3H2(g)+N2(g)=2NH3(g)
Suppose the equilibrium constant Kp = 0.003337 for the reaction above. If the equilibrium mixture contains partial pressures H2 = 0.400 atm and N2 = 0.350 atm. What is the equilibrium partial pressure of NH3 in atm?
Kp = pNH3^2/pN2*pH2^3
You have only one unknown. Solve for that.

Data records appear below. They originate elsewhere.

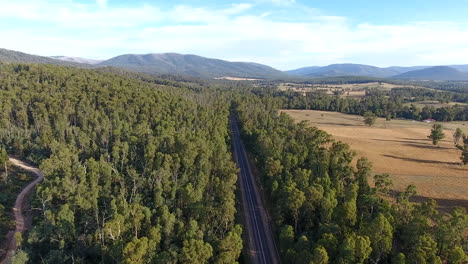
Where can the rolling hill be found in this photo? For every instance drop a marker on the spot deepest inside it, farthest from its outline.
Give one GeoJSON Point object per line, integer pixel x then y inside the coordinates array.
{"type": "Point", "coordinates": [438, 73]}
{"type": "Point", "coordinates": [346, 69]}
{"type": "Point", "coordinates": [76, 60]}
{"type": "Point", "coordinates": [174, 63]}
{"type": "Point", "coordinates": [20, 57]}
{"type": "Point", "coordinates": [350, 69]}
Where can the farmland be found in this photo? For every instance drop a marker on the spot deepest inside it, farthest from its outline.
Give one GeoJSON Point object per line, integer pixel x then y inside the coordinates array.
{"type": "Point", "coordinates": [355, 90]}
{"type": "Point", "coordinates": [401, 148]}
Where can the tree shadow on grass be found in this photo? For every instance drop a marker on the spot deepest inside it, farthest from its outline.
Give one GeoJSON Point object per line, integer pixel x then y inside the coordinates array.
{"type": "Point", "coordinates": [422, 160]}
{"type": "Point", "coordinates": [419, 145]}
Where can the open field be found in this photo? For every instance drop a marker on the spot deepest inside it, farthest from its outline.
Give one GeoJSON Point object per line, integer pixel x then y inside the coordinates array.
{"type": "Point", "coordinates": [401, 148]}
{"type": "Point", "coordinates": [236, 78]}
{"type": "Point", "coordinates": [435, 104]}
{"type": "Point", "coordinates": [347, 90]}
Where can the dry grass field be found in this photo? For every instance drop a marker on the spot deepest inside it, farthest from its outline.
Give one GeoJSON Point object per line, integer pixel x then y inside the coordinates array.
{"type": "Point", "coordinates": [435, 104]}
{"type": "Point", "coordinates": [401, 148]}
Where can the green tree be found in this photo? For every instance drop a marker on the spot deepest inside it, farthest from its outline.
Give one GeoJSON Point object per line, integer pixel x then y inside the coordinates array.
{"type": "Point", "coordinates": [320, 255]}
{"type": "Point", "coordinates": [383, 182]}
{"type": "Point", "coordinates": [20, 257]}
{"type": "Point", "coordinates": [437, 134]}
{"type": "Point", "coordinates": [4, 162]}
{"type": "Point", "coordinates": [196, 251]}
{"type": "Point", "coordinates": [424, 251]}
{"type": "Point", "coordinates": [369, 118]}
{"type": "Point", "coordinates": [362, 248]}
{"type": "Point", "coordinates": [399, 259]}
{"type": "Point", "coordinates": [136, 250]}
{"type": "Point", "coordinates": [457, 135]}
{"type": "Point", "coordinates": [457, 256]}
{"type": "Point", "coordinates": [464, 150]}
{"type": "Point", "coordinates": [230, 247]}
{"type": "Point", "coordinates": [380, 232]}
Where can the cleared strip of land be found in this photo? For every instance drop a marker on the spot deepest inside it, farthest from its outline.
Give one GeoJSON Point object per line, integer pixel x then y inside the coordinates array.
{"type": "Point", "coordinates": [401, 148]}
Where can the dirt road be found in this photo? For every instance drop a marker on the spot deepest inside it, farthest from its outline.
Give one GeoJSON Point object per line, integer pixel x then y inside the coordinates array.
{"type": "Point", "coordinates": [19, 206]}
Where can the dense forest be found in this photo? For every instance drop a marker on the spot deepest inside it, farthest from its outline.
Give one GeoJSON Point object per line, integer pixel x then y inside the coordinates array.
{"type": "Point", "coordinates": [136, 172]}
{"type": "Point", "coordinates": [138, 169]}
{"type": "Point", "coordinates": [323, 207]}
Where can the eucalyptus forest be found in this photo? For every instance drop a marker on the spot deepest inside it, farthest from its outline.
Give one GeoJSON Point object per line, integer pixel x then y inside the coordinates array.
{"type": "Point", "coordinates": [139, 169]}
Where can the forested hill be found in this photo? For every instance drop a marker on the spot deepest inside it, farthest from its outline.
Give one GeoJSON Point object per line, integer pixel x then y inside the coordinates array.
{"type": "Point", "coordinates": [192, 65]}
{"type": "Point", "coordinates": [134, 172]}
{"type": "Point", "coordinates": [20, 57]}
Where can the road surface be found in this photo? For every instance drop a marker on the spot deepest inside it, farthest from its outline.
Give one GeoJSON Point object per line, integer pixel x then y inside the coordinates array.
{"type": "Point", "coordinates": [18, 209]}
{"type": "Point", "coordinates": [261, 244]}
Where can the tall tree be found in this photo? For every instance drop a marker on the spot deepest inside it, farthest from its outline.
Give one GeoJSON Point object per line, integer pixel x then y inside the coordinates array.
{"type": "Point", "coordinates": [457, 135]}
{"type": "Point", "coordinates": [369, 118]}
{"type": "Point", "coordinates": [4, 162]}
{"type": "Point", "coordinates": [464, 150]}
{"type": "Point", "coordinates": [437, 134]}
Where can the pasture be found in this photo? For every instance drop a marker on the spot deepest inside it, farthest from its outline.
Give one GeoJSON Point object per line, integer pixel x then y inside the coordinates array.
{"type": "Point", "coordinates": [402, 149]}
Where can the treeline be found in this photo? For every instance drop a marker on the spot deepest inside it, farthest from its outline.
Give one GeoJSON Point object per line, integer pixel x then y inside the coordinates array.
{"type": "Point", "coordinates": [392, 105]}
{"type": "Point", "coordinates": [323, 207]}
{"type": "Point", "coordinates": [135, 172]}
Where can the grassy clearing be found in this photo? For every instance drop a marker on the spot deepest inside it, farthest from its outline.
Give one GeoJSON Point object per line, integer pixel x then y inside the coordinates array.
{"type": "Point", "coordinates": [401, 148]}
{"type": "Point", "coordinates": [435, 104]}
{"type": "Point", "coordinates": [346, 90]}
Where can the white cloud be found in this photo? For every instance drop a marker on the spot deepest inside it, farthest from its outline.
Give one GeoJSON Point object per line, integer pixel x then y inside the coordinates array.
{"type": "Point", "coordinates": [235, 32]}
{"type": "Point", "coordinates": [102, 3]}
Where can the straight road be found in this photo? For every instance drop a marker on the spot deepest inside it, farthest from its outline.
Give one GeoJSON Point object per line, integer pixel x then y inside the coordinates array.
{"type": "Point", "coordinates": [18, 209]}
{"type": "Point", "coordinates": [261, 243]}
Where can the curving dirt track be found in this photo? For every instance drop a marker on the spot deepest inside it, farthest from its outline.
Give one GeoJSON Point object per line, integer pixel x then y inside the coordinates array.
{"type": "Point", "coordinates": [19, 206]}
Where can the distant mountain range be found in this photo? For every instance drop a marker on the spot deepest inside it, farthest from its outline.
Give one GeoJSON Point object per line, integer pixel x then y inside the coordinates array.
{"type": "Point", "coordinates": [76, 60]}
{"type": "Point", "coordinates": [441, 73]}
{"type": "Point", "coordinates": [452, 72]}
{"type": "Point", "coordinates": [197, 66]}
{"type": "Point", "coordinates": [20, 57]}
{"type": "Point", "coordinates": [174, 63]}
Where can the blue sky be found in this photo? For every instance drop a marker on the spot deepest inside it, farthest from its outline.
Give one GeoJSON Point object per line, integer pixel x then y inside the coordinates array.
{"type": "Point", "coordinates": [285, 34]}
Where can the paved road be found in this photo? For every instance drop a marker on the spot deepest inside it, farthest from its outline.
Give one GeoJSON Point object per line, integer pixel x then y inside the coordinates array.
{"type": "Point", "coordinates": [261, 243]}
{"type": "Point", "coordinates": [18, 209]}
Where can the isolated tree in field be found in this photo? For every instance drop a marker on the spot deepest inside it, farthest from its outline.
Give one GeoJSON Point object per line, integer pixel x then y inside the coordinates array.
{"type": "Point", "coordinates": [4, 162]}
{"type": "Point", "coordinates": [457, 136]}
{"type": "Point", "coordinates": [383, 182]}
{"type": "Point", "coordinates": [369, 118]}
{"type": "Point", "coordinates": [437, 134]}
{"type": "Point", "coordinates": [464, 150]}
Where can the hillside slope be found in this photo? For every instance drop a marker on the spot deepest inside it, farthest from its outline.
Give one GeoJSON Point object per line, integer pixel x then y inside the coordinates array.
{"type": "Point", "coordinates": [20, 57]}
{"type": "Point", "coordinates": [173, 63]}
{"type": "Point", "coordinates": [438, 73]}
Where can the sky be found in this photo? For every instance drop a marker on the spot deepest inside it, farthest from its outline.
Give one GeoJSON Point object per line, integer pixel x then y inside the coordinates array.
{"type": "Point", "coordinates": [285, 34]}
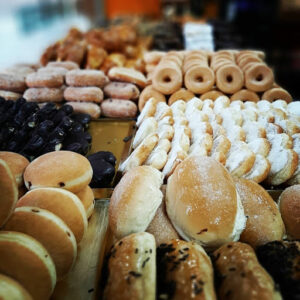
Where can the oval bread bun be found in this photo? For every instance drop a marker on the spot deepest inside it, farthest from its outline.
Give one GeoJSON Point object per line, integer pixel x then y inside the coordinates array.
{"type": "Point", "coordinates": [17, 164]}
{"type": "Point", "coordinates": [289, 206]}
{"type": "Point", "coordinates": [9, 192]}
{"type": "Point", "coordinates": [203, 204]}
{"type": "Point", "coordinates": [62, 203]}
{"type": "Point", "coordinates": [12, 290]}
{"type": "Point", "coordinates": [135, 200]}
{"type": "Point", "coordinates": [87, 198]}
{"type": "Point", "coordinates": [64, 169]}
{"type": "Point", "coordinates": [264, 223]}
{"type": "Point", "coordinates": [50, 231]}
{"type": "Point", "coordinates": [27, 261]}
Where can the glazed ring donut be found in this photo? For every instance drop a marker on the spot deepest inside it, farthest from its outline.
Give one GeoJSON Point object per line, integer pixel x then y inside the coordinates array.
{"type": "Point", "coordinates": [229, 79]}
{"type": "Point", "coordinates": [167, 80]}
{"type": "Point", "coordinates": [245, 95]}
{"type": "Point", "coordinates": [199, 79]}
{"type": "Point", "coordinates": [150, 92]}
{"type": "Point", "coordinates": [182, 94]}
{"type": "Point", "coordinates": [213, 95]}
{"type": "Point", "coordinates": [277, 93]}
{"type": "Point", "coordinates": [259, 77]}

To find the equilibrium partial pressure of NH3 (denoted as P(NH3)), we can use the equilibrium constant expression and the given partial pressures of H2 and N2.
The balanced equation for the reaction is: 3H2(g) + N2(g) = 2NH3(g)
The equilibrium constant expression in terms of partial pressures (Kp) can be written as:
Kp = (P(NH3))^2 / (P(H2))^3 * P(N2)
Given that Kp = 0.003337, P(H2) = 0.400 atm, and P(N2) = 0.350 atm, we can rearrange the expression to solve for P(NH3).
0.003337 = (P(NH3))^2 / (0.400)^3 * 0.350
Multiplying both sides of the equation by (0.400)^3 * 0.350, we get:
0.003337 * (0.400)^3 * 0.350 = (P(NH3))^2
Simplifying the right side of the equation, we have:
0.003337 * 0.064 * 0.350 = (P(NH3))^2
0.00008968 = (P(NH3))^2
Taking the square root of both sides, we find:
P(NH3) ≈ ±0.009469 atm
Since partial pressures cannot be negative, we take the positive value of P(NH3):
P(NH3) ≈ 0.009469 atm
Therefore, the equilibrium partial pressure of NH3 is approximately 0.009469 atm.